Paul Woodrum said...

Good grief! After such an ageist, misogynist, sexist bit of purulence that has nothing to do with ecclesiastical vestments and ornaments, I begin to understand why so many comments are pusillanamously signed anonymous.

midwestnorwegian said...

None look too pleased to be there. LOVE the giant bag of cheese doodles in front of the altar (bottom of the picture).

Anonymous said...

In all fairness (perhaps more than is deserved), many churches (at least around here) collect items for food pantries. I suspect there is a basket of food in front of the other, taken up as part of the collection. They're not open either (there's some kind of blue message banner atop the bag at an angle).

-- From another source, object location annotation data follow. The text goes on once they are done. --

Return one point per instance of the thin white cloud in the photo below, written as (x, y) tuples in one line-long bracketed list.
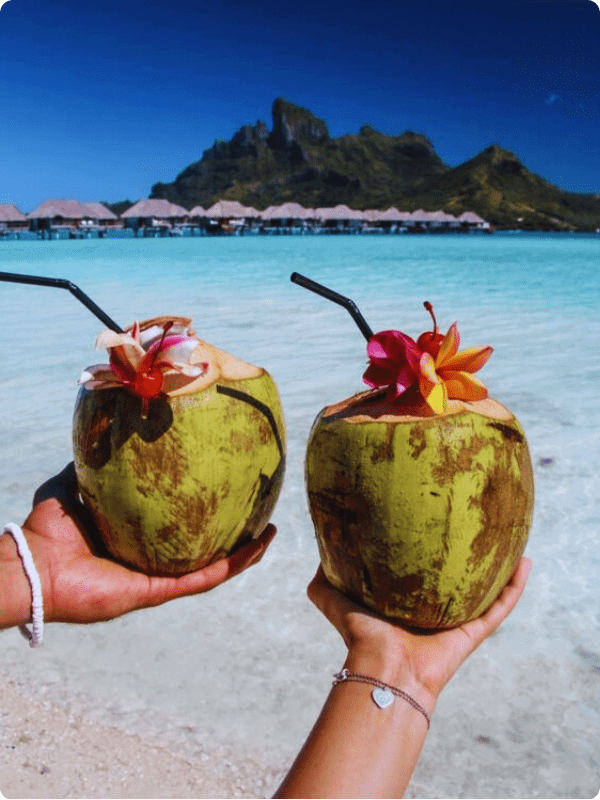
[(551, 99)]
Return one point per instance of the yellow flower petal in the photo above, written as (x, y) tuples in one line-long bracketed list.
[(470, 360), (436, 396), (463, 386), (427, 368), (449, 345)]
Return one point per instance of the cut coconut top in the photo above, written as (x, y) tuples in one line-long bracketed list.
[(218, 365), (373, 406)]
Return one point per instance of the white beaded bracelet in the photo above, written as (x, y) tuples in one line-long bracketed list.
[(36, 634)]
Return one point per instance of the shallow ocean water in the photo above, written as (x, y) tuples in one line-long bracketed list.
[(251, 662)]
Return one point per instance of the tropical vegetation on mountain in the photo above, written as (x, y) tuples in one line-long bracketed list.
[(298, 160)]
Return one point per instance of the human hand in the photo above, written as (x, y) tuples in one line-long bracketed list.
[(430, 658), (80, 580)]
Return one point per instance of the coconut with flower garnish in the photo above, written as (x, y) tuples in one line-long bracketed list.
[(420, 489), (179, 447)]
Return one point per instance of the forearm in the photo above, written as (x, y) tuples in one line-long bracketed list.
[(15, 592), (357, 749)]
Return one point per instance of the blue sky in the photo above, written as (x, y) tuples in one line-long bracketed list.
[(101, 100)]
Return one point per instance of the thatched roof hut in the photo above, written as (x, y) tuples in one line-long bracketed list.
[(61, 209), (10, 215), (471, 218), (101, 212), (340, 212), (155, 209), (231, 209), (288, 211)]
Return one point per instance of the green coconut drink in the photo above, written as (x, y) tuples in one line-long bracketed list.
[(421, 489), (421, 517), (180, 463)]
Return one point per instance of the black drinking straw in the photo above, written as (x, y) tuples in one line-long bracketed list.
[(329, 294), (62, 283)]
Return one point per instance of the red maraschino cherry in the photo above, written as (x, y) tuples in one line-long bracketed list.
[(430, 341), (149, 379)]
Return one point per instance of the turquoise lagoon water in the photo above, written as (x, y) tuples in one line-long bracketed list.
[(251, 661)]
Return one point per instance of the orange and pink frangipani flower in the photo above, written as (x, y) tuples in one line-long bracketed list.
[(140, 359), (432, 364)]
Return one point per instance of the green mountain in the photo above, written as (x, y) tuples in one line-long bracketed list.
[(299, 160)]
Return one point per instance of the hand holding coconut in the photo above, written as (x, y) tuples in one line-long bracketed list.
[(420, 490), (80, 582), (361, 748)]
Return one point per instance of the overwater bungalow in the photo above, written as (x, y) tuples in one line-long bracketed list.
[(11, 219), (103, 216), (288, 218), (56, 218), (469, 220), (230, 217), (341, 219), (154, 217)]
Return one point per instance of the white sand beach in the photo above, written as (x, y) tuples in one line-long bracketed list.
[(213, 696)]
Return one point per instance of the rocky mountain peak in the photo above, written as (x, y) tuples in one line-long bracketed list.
[(295, 124)]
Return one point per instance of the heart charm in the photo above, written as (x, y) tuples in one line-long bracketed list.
[(382, 697)]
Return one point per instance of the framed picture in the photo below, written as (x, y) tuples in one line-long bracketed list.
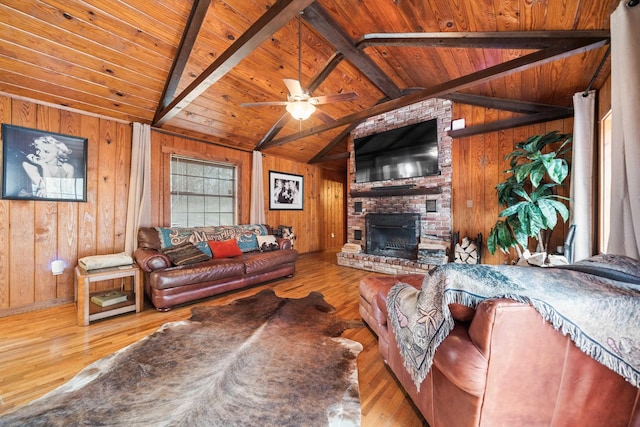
[(39, 165), (286, 191)]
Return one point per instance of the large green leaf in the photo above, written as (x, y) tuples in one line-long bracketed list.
[(528, 191)]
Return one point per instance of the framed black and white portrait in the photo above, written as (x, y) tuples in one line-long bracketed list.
[(39, 165), (286, 191)]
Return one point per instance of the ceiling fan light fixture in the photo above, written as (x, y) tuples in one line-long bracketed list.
[(300, 110)]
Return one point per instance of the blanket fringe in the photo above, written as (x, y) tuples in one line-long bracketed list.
[(419, 371), (559, 323)]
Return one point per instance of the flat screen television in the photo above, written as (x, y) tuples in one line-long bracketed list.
[(405, 152)]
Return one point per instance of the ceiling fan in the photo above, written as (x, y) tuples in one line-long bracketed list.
[(299, 103)]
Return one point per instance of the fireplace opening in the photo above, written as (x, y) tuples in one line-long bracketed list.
[(393, 235)]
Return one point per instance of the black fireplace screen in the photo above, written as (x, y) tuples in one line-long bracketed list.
[(393, 235)]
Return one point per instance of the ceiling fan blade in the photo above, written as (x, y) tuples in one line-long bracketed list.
[(323, 116), (338, 97), (294, 87), (262, 104)]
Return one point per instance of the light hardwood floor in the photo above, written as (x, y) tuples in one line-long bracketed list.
[(41, 350)]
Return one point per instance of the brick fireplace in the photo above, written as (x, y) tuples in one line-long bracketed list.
[(427, 197)]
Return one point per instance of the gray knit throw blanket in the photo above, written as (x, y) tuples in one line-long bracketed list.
[(596, 302)]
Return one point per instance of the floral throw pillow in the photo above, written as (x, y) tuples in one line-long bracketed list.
[(185, 254)]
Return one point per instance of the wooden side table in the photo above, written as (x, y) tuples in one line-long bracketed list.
[(86, 311)]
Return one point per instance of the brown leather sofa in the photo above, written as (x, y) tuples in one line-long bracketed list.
[(503, 365), (167, 285)]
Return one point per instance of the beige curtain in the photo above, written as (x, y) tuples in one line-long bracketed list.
[(257, 190), (582, 200), (139, 204), (625, 144)]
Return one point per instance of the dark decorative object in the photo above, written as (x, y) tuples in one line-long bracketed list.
[(40, 165), (286, 191)]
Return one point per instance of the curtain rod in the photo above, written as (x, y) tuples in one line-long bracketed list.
[(595, 76)]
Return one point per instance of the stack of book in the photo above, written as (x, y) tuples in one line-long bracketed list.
[(433, 252), (109, 298)]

Too bad they look like they're about to be obliterated by shrapnel flying from an exploding monstrance.

Anthony S. "Tony" Layne said...

Something else for which we can blame the influence of Jackson Pollack ....

poetcomic1 said...

Anonymous says-
"Since when has the church ascribed to the Big Bang Theory."

The Big Bang Theory was proposed by the brilliant Monsignor George Lemaitre
a Catholic religious and the one theoretical physicist Einstein was in awe of. It is perfectly compatible with the teachings of the Church and is also powerfully anti-atheistic. THIS design is 'fifties modern atomic' which just goes to show how dated 'Episcopal Modern' can be.

theraineyview said...

It would be so hard to sit there without ducking.